If the frequencies are all integers and exact multiples of a fundamental frequency, you can simply take the greatest common divisor of the frequencies. If you’re told the frequencies are 1760, 2200, and 3080, then the fundamental frequency is apparently 440 since that’s the greatest common divisor.
But what if the data are a little different? Say the highest pitch is 3081. Surely 440 should still be considered the fundamental frequency, even though now the greatest common divisor of the frequencies would be 1 Hz. What if the highest frequency was 3078 + π? Surely the fundamental frequency is still 440 for practical purposes.
And what might these practical purposes be? One purpose might be pitch detection. When several frequencies are combined that are small integer multiples of a fundamental frequency, we perceive the combination as having pitch given by that fundamental.
For something like a guitar string, the frequency components are close to small integer multiples of a fundamental frequency. But for something like a church bell, the frequencies don’t line up so neatly, though there’s still a clearly perceived pitch. For something like a metal mixing bowl, it may be difficulty to predict what pitch a person will hear when something strikes the bowl.
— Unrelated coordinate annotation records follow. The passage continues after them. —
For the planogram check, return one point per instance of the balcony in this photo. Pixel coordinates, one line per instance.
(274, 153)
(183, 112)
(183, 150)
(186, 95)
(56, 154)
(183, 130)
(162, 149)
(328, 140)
One complication we haven’t addressed yet is that the fundamental frequency will not be unique without some constraint. In the example above, the frequencies were all multiples of 440, but they’re also all multiples of 440/n for every positive integer n. We might get around this by specifying some lower bound on the fundamental frequency. Or we could say that all other things being equal, we want the largest candidate for the fundamental frequency.
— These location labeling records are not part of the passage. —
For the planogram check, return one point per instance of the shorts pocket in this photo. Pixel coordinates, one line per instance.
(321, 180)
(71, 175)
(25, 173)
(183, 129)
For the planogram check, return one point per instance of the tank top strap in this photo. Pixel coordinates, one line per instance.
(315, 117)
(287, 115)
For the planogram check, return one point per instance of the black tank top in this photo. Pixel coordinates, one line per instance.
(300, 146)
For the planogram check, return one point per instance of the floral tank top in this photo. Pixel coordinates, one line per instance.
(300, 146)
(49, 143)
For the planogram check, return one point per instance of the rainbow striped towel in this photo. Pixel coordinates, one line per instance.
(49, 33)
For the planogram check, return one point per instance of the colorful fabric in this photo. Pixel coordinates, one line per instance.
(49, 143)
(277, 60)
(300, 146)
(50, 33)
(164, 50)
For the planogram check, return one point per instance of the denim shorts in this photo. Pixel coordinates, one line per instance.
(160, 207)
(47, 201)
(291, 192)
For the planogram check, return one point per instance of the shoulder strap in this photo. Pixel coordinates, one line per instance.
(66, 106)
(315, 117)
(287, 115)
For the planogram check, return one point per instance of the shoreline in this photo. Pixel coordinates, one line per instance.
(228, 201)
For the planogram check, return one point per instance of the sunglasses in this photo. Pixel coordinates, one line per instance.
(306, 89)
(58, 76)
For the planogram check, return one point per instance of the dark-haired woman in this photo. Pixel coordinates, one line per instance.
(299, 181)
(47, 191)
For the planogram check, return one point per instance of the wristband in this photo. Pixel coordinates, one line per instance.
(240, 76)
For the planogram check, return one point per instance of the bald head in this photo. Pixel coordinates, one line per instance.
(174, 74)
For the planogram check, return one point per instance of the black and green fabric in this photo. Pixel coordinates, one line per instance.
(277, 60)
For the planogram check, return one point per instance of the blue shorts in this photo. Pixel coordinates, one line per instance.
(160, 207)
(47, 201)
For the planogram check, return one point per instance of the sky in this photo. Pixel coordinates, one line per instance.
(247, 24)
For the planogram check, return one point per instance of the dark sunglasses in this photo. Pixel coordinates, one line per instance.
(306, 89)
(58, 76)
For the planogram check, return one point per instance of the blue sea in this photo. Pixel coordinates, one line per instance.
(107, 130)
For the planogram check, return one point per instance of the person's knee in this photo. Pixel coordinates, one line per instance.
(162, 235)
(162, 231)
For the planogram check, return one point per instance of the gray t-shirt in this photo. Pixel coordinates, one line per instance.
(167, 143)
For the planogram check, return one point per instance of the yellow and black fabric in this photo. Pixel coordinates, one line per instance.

We could formulate the problem of finding the fundamental frequency as an optimization problem. For example, we could form a mixed integer program. Suppose we have three frequencies f1, f2, and f3. We could find a fundamental frequency f and integers n1, n2, and n3 that minimize
(f1 − n1 f)² + (f2 − n2 f)² + (f3 − n3 f)²
subject to a lower bound on f.
We can eliminate the explicit dependence on the integer coefficients by minimizing
(f1/f − [f1/f])² + (f2/f − [f2/f])² + (f3/f − [f3/f])² .
where [x] denotes nearest integer to x. The first formulation has a more common form. The latter has a more complicated objective function, but it’s only a function of one variable.
Here’s what the latter looks like for frequencies 1760, 2200, and 3080.
Clearly there’s a minimum at 440 Hz.
Here’s the same plot with 10% random noise [1] added to each frequency: 1701, 2368, and 3339.
Now there’s a minimum near 336, but the local minimum at 566 is nearly as good.
Related posts
[1] There are a couple reasons you might want to solve a problem like this. Maybe your frequencies really are integer multiples of a fundamental frequency, but there is measurement error. Another is that the frequencies are not exactly multiples of a fundamental, as when striking a bell or a mixing bowl. How might you formulate the two cases differently?
It would be interesting to compare the first plot with an average over all possible realizations of the plot with 10% noise. Are they identical? If not, at what value of the noise do they stop being identical?
In other words, does a large collection of defective church bells produce the same qualitative sound as the same number of ideal church bells? How defective can these church bells be?
Hi John. Do you have any references for the construction and solution of the two optimizations you suggest?
Thanks
I made up the construction in the blog post. It’s probably not original.
If you want to do pitch detection, then you have a much more difficult problem than solving a mathematically clean optimization problem. What do people perceive as the fundamental? We know that doesn’t have a unique answer. You’d have to settle for saying what most people perceive as the fundamental under these circumstances, or saying something about the range of perceptions and how common each is etc.
If you have clean, approximately harmonic frequency ratios then there’s broad agreement regarding the pitch. But if the ratios are much messier, as they often are with bells, there’s less agreement. It would probably be hard to say, for example, what pitch people heard when the Liberty Bell rang.